An iterative process was used for confirmation of an hw.py template, similar to the process described above for confirmation of an hwparse.py template.

My conclusion is that now the template for hw.py generates the current pywork/hw.py programs for all the dictionaries.

comment on Python 3 --TODO

In the original template, @drdhaval2785 also introduced some changes (notably with 'print') so that the template would generate a program appropriate for both Python2 and Python3. The current matching form of the template for hw.py does NOT include this change. But now that we can be sure the template correctly generates the Python2 versions, we can make further alterations (to makotemplates/hw.py) to re-insert Python3 compatibility.

funderburkjim commented 4 years ago

Confirm constant updateByLine.py

The version makotemplates/updateByLine.py is almost identical to the version MWScan/2014/pywork/updateByline.py. The only difference is that the makotemplates version has the Python2/3 compatibility statement from __future__ import print_function.

Comparing the MWscan version to the versions for other dictionaries, the only dictionaries whose updateByLine.py version has unexplained differences are those for ACC, MD, and WIL dictionaries. These latter do not contain the 'ins' and 'del' functionality of the MW version.

Conclusion: The makotemplate version is ok to use for all dictionaries.

Python2/3 compatibility

The makotemplate version is compatible with both Python2 and Python3.

Is from __future__ import print_function needed?

In our usage, I think it is NOT needed, but is optional.

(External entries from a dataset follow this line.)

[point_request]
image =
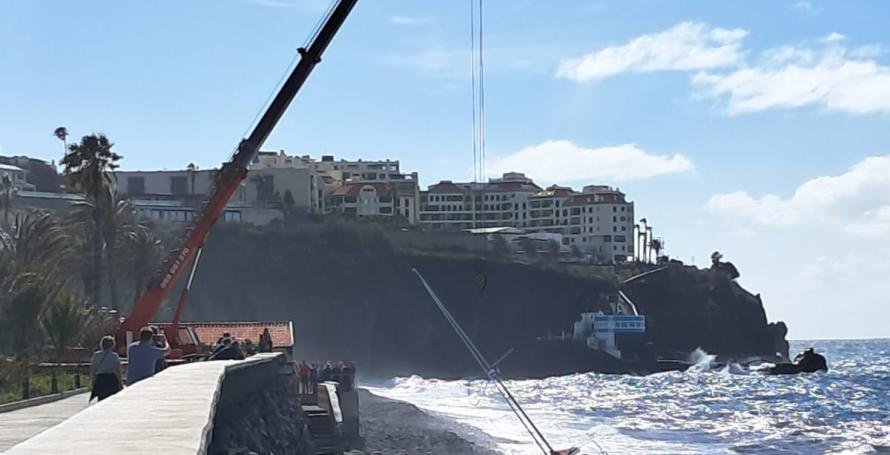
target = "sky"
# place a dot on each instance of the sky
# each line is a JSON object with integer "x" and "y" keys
{"x": 757, "y": 128}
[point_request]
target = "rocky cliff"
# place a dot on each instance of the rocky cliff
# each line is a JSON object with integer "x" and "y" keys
{"x": 351, "y": 295}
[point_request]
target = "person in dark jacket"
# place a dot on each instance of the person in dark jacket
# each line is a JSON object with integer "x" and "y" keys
{"x": 105, "y": 370}
{"x": 265, "y": 344}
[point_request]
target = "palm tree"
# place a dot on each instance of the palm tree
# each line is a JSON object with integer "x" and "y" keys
{"x": 143, "y": 252}
{"x": 62, "y": 134}
{"x": 6, "y": 187}
{"x": 39, "y": 246}
{"x": 63, "y": 320}
{"x": 657, "y": 245}
{"x": 117, "y": 222}
{"x": 89, "y": 165}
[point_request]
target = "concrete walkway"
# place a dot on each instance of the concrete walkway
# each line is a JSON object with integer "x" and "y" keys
{"x": 20, "y": 425}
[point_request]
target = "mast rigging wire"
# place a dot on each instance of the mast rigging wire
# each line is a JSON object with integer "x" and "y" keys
{"x": 490, "y": 372}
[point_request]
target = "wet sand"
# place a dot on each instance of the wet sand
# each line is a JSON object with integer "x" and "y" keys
{"x": 396, "y": 427}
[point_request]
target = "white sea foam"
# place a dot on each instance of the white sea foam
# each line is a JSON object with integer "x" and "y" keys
{"x": 707, "y": 411}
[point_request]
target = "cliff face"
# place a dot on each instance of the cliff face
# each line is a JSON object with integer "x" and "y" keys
{"x": 351, "y": 296}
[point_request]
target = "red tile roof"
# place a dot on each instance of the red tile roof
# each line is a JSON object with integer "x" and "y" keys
{"x": 354, "y": 188}
{"x": 208, "y": 332}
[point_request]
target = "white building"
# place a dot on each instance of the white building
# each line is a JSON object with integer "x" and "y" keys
{"x": 17, "y": 176}
{"x": 274, "y": 183}
{"x": 597, "y": 221}
{"x": 499, "y": 202}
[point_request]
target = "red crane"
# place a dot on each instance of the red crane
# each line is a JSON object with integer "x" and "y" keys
{"x": 228, "y": 180}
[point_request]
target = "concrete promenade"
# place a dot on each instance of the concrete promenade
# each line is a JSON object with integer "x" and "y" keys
{"x": 171, "y": 413}
{"x": 22, "y": 424}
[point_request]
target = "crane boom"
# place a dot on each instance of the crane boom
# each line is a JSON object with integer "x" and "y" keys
{"x": 230, "y": 176}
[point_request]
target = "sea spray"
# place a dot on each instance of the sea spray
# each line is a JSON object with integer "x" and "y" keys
{"x": 702, "y": 411}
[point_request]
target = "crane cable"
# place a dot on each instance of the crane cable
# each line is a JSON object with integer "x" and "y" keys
{"x": 477, "y": 73}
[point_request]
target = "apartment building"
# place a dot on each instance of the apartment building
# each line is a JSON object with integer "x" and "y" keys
{"x": 16, "y": 177}
{"x": 499, "y": 202}
{"x": 597, "y": 220}
{"x": 369, "y": 188}
{"x": 273, "y": 183}
{"x": 395, "y": 198}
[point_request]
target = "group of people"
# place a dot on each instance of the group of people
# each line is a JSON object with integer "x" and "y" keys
{"x": 144, "y": 358}
{"x": 311, "y": 374}
{"x": 228, "y": 347}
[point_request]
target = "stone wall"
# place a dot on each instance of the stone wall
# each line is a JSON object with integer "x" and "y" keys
{"x": 259, "y": 412}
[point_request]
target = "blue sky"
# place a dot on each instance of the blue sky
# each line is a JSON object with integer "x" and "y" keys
{"x": 744, "y": 127}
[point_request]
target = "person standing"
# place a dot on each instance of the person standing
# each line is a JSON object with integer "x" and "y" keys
{"x": 143, "y": 356}
{"x": 105, "y": 370}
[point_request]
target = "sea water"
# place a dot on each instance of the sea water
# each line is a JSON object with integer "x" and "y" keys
{"x": 729, "y": 409}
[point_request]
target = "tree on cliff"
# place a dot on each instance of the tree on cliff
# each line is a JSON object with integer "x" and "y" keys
{"x": 723, "y": 267}
{"x": 89, "y": 166}
{"x": 553, "y": 250}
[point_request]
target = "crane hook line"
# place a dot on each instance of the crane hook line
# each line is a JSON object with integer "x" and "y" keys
{"x": 490, "y": 372}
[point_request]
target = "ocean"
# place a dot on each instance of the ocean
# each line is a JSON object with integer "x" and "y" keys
{"x": 729, "y": 410}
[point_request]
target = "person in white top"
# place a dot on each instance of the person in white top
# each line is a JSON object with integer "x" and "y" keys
{"x": 105, "y": 370}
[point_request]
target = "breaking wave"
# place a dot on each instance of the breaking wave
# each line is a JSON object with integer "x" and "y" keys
{"x": 709, "y": 409}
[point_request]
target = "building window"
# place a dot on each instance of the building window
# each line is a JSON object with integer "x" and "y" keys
{"x": 179, "y": 186}
{"x": 230, "y": 216}
{"x": 135, "y": 186}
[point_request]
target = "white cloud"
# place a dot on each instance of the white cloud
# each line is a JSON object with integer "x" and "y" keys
{"x": 792, "y": 77}
{"x": 312, "y": 5}
{"x": 858, "y": 200}
{"x": 807, "y": 7}
{"x": 686, "y": 46}
{"x": 565, "y": 161}
{"x": 828, "y": 75}
{"x": 439, "y": 62}
{"x": 412, "y": 20}
{"x": 873, "y": 222}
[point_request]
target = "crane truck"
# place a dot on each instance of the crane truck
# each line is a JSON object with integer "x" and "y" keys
{"x": 228, "y": 180}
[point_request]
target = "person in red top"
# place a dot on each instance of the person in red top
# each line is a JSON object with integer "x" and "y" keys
{"x": 304, "y": 370}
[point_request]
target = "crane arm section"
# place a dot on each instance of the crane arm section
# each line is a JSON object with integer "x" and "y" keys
{"x": 231, "y": 175}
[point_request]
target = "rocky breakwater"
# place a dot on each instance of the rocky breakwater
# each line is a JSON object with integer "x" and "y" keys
{"x": 688, "y": 308}
{"x": 351, "y": 295}
{"x": 259, "y": 414}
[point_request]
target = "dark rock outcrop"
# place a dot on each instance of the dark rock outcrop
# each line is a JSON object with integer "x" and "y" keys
{"x": 268, "y": 420}
{"x": 352, "y": 296}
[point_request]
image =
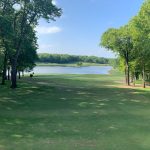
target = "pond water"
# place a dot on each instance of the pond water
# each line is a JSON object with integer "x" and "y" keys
{"x": 72, "y": 70}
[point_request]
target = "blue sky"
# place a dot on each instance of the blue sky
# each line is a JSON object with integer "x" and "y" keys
{"x": 83, "y": 22}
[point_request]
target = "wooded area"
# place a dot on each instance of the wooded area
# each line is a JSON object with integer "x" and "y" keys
{"x": 65, "y": 59}
{"x": 18, "y": 41}
{"x": 132, "y": 44}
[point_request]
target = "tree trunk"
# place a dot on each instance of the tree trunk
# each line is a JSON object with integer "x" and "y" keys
{"x": 127, "y": 74}
{"x": 13, "y": 74}
{"x": 19, "y": 75}
{"x": 134, "y": 78}
{"x": 8, "y": 73}
{"x": 144, "y": 85}
{"x": 4, "y": 70}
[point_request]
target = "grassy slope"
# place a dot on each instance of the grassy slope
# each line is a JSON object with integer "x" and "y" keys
{"x": 70, "y": 65}
{"x": 74, "y": 112}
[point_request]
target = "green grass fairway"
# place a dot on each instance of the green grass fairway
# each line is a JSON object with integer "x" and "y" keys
{"x": 74, "y": 112}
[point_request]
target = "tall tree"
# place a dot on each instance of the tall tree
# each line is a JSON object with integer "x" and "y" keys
{"x": 25, "y": 13}
{"x": 120, "y": 42}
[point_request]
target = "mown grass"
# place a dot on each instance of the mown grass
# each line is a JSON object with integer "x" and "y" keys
{"x": 74, "y": 112}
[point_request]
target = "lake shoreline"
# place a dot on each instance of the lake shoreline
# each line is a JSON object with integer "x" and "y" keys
{"x": 71, "y": 65}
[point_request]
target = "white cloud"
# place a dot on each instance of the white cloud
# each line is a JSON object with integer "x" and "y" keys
{"x": 48, "y": 30}
{"x": 54, "y": 2}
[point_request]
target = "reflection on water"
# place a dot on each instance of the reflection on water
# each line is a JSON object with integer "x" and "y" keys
{"x": 72, "y": 70}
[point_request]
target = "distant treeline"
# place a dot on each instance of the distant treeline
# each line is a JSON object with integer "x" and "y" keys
{"x": 65, "y": 59}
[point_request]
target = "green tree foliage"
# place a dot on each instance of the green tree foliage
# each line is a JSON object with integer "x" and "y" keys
{"x": 16, "y": 19}
{"x": 132, "y": 43}
{"x": 65, "y": 59}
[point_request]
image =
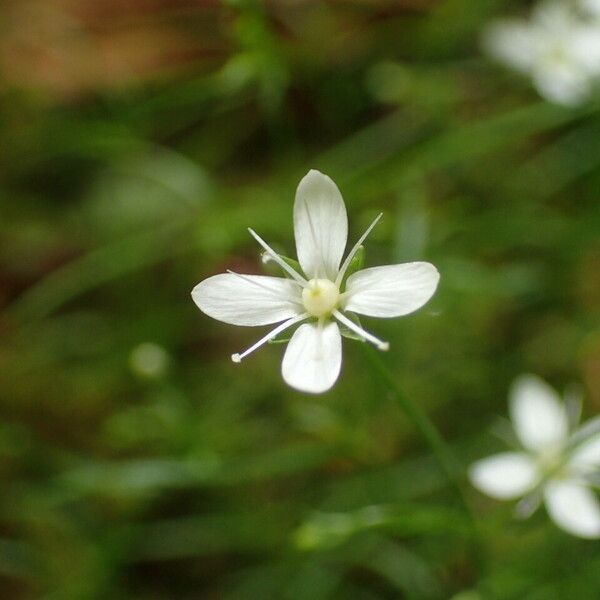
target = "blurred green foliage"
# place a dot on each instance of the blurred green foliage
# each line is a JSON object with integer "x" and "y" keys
{"x": 139, "y": 140}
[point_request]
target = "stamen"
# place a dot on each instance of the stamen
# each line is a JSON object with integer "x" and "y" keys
{"x": 277, "y": 258}
{"x": 237, "y": 358}
{"x": 354, "y": 250}
{"x": 379, "y": 344}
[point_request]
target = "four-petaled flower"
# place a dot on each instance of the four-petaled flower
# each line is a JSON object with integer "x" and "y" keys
{"x": 320, "y": 297}
{"x": 557, "y": 48}
{"x": 555, "y": 464}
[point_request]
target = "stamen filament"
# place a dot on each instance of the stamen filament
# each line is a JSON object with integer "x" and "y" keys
{"x": 237, "y": 358}
{"x": 354, "y": 250}
{"x": 277, "y": 258}
{"x": 369, "y": 337}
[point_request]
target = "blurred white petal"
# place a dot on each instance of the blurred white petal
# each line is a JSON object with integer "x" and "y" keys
{"x": 573, "y": 507}
{"x": 562, "y": 83}
{"x": 505, "y": 476}
{"x": 392, "y": 290}
{"x": 586, "y": 457}
{"x": 248, "y": 299}
{"x": 320, "y": 226}
{"x": 538, "y": 415}
{"x": 313, "y": 358}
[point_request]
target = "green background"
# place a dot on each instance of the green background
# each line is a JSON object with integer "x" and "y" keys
{"x": 139, "y": 140}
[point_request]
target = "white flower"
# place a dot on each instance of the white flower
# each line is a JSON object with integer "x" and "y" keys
{"x": 554, "y": 465}
{"x": 556, "y": 48}
{"x": 313, "y": 357}
{"x": 590, "y": 7}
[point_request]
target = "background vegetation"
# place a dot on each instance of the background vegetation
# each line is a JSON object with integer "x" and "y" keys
{"x": 139, "y": 139}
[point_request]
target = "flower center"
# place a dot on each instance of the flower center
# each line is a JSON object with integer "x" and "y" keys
{"x": 320, "y": 297}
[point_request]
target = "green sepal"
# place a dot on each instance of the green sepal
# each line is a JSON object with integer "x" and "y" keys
{"x": 348, "y": 333}
{"x": 356, "y": 264}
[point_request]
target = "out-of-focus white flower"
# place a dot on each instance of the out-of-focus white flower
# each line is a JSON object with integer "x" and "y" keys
{"x": 554, "y": 464}
{"x": 590, "y": 7}
{"x": 313, "y": 357}
{"x": 558, "y": 49}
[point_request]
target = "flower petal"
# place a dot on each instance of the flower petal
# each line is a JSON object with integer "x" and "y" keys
{"x": 573, "y": 507}
{"x": 320, "y": 226}
{"x": 313, "y": 358}
{"x": 504, "y": 476}
{"x": 538, "y": 415}
{"x": 586, "y": 457}
{"x": 248, "y": 299}
{"x": 392, "y": 290}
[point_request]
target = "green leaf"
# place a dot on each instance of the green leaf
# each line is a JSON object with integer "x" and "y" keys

Python 2/3 compatibility does require that we change Python print expressions, like print x,y,z to the form print(x,y,z). But this expression gives slightly different output when run under Python2 or 3. Example: Suppose print(1,2,3) is executed in:

However, Since we only use print statements for output (usually debug output) whose only use is programmer examination, the minor differences in the output by Python 2/3 is immaterial to us.

If the from __future__ import print_function statement is included, then print(1,2,3) yields the same result with both Python2 and 3. Proof: enter the program temp_print.py:

from __future__ import print_function
print(1,2,3)

Whether run with python2 or python3, the terminal output is the same: 1 2 3.

Conclusion is that it is slightly better for us to include the from __future__ import print_function statement` in programs that might be run under Python2 or Python3.

funderburkjim commented 4 years ago

Final conclusions of this comment

All the eight programs in the makotemplates inventory correctly generate dictionary versions.

Python 2/3 compatibility

All the makotemplates python programs use print(x,y,z) form, so should be ready for Python2 or 3.

Could the templates be made into constants?

I think the answer is 'yes'. The only template parameter used in the template files is dictlo.

In hw.py, the distinction provided by dictlo could be removed entirely, while retaining functional equivalence.

In the other 3, the dictlo distinction is probably needed.

drdhaval2785 commented 3 years ago

Could the templates be made into constants?

@funderburkjim, Does this issue survive or closable?

funderburkjim commented 3 years ago

This 'templates and constants' issue in csl-pywork is closable.